More than 400 hours of live streaming on NBCOlympics.com and 1,000 hours of replays across all outlets are tantamount to a pricey promotional vehicle for NBC’s fourth place program schedule. It is too early in the game to fully benefit from Comcast’s new TV Everywhere, which allows subscribers to view cable programs on any device or platform. NBC will use its own authentication process for multichannel subscribers’ access to premium Olympics coverage, and has been developing a singular metric to measure total cross-media Olympics audiences.
Overall, the Vancouver Olympics may do little to forge the economics of multi-media access, addressable advertising and measurement, and paid content windows which will be a critical for a Comcast-owned NBCU.
While this is the first loss in NBC’s six consecutive Olympics telecasts, the decline in television ad revenues, the fragmentation of audiences and marketing dollars, and the instability of paid content models create uncertainty around future Olympics bidding. NBCU’s tangle with China’s government over real-time coverage of the 2008 Beijing Games illustrates yet another wild card.
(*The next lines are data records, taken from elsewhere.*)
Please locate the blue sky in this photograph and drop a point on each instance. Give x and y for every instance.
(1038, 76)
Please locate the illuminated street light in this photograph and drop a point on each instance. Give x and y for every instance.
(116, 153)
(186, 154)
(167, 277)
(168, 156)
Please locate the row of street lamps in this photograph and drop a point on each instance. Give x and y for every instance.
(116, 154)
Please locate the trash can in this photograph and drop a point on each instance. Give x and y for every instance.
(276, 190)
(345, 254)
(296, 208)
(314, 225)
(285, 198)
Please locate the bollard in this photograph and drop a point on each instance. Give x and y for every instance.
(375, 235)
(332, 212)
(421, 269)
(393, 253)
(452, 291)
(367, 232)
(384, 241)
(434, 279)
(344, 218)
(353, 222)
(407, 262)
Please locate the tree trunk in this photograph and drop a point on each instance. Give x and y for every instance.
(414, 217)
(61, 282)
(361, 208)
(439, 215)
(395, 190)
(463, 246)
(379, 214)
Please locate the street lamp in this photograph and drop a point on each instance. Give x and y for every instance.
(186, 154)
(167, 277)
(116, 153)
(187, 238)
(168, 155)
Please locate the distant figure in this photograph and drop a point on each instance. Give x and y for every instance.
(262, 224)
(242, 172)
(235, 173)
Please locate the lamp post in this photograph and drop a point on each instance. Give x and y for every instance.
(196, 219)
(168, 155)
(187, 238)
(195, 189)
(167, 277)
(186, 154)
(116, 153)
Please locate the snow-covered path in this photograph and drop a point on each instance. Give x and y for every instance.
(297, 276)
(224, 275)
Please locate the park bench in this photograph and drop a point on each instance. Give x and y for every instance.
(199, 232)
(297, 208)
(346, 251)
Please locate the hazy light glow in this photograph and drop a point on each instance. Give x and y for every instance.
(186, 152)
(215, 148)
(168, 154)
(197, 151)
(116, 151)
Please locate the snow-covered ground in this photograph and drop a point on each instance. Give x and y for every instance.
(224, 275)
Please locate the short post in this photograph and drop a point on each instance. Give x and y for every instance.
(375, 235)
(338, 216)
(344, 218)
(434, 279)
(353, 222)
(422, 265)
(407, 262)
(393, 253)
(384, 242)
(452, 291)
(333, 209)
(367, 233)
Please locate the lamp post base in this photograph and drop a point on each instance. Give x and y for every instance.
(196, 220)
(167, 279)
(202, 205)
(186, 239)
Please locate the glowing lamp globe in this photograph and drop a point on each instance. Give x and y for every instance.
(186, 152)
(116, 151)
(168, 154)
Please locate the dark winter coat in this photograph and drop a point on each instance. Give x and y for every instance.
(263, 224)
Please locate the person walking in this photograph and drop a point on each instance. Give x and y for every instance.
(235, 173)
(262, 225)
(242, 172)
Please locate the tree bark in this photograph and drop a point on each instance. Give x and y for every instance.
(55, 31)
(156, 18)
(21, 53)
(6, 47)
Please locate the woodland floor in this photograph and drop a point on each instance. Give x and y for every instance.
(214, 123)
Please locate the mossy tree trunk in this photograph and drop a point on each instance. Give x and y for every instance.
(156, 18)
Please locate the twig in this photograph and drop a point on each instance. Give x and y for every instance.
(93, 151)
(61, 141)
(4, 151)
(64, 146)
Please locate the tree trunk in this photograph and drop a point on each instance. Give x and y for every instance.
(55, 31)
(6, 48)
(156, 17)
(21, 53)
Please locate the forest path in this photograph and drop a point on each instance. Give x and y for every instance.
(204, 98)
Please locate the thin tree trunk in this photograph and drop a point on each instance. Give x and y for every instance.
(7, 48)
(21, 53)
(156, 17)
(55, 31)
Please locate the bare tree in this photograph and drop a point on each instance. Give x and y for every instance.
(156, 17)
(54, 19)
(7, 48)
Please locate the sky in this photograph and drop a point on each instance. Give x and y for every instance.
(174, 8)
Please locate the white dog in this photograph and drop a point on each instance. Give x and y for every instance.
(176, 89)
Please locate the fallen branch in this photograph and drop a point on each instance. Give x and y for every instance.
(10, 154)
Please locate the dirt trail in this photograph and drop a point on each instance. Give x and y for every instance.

Jeff Immelt, CEO of General Electric, NBCU’s parent, recently said the Olympics have become a no margin business that will contribute to the media company’s operating loss in 2010. That has to send chills down the spine of Comcast CEO Brian Roberts, who could spend as much as $17 billion to fully buyout GE and become NBCU’s sole owner in five years.
In 2003, NBC paid about $2 billion for TV and online media rights to both the 2010 and 2012 Olympics set for London, which was nearly 50 percent more than it paid for prior games. While the Olympics remain a valuable mass audience venue for blue chip advertisers, there are more cost effective digital media alternatives to connect with target consumers. NBCU hopes to sell as much as $700 million in advertising and deliver on a 14 prime time ratings guarantee, barring complications such as the inability of injured US all-star downhill skier Lindsey Vonn to compete.
NBCU says it will bid for the 2014 Olympic rights along with Fox (NASDAQ:NWS), ESPN/ABC (NYSE:DIS) and TimeWarner (NYSE:TWX) /CBS. As the regulatory review of their proposed merger contributes, NBCU will consult with Comcast, which is expected to acquire 51 percent control by early next year. It is difficult to imagine any TV and Internet rights holder not seeking better ways to share Olympics risks and assure rewards in this changing media environment.
The revenue-sharing arrangement ESPN/ABC proposed to the International Olympic Committee during 2003 bidding and the planned partnered bid by CBS and Time Warner for the 2014 games in Sochi, Russia represent new approaches. The games eventually will return to the US, where advertising and media companies underwrite much of the cost of the Olympics, comprising about 60 percent of the IOC’s overall carriage fees.
Comcast will have to get creative if it wants NBCU to remain in the Olympics business in order to build a viable rival to Walt Disney’s ESPN by combing its regional sports, Versus network, Golf Channel and Comcast.net sports with NBC Sports and NBCU’s Universalsports.com platform (which will serve as an Olympics news desk this month). Comcast’s plans to partner with the US Olympic Committee to launch a cable channel dedicated to continuous Olympics coverage was abruptly halted last year by the IOC.
The mounting financial risks of Olympics coverage and, indeed, an advertising-dependent broadcast TV system may be too great without such dramatic changes in business models, as witnessed by NBCU’s 30 percent decline in fourth quarter earnings.
Long-time NBC Sports chairman and Olympics executive producer Dick Ebersol may have unknowingly reset expectations. When NBC refused to match ABC-ESPN’s winning bid for National Basketball Association TV rights, Ebersol explained, “If winning the rights to a property brings with it hundreds of millions of dollars in losses, what have you won?”
“When faced with the prospect of heavy financial losses, we have consistently walked away and have done so again,” Ebersol said.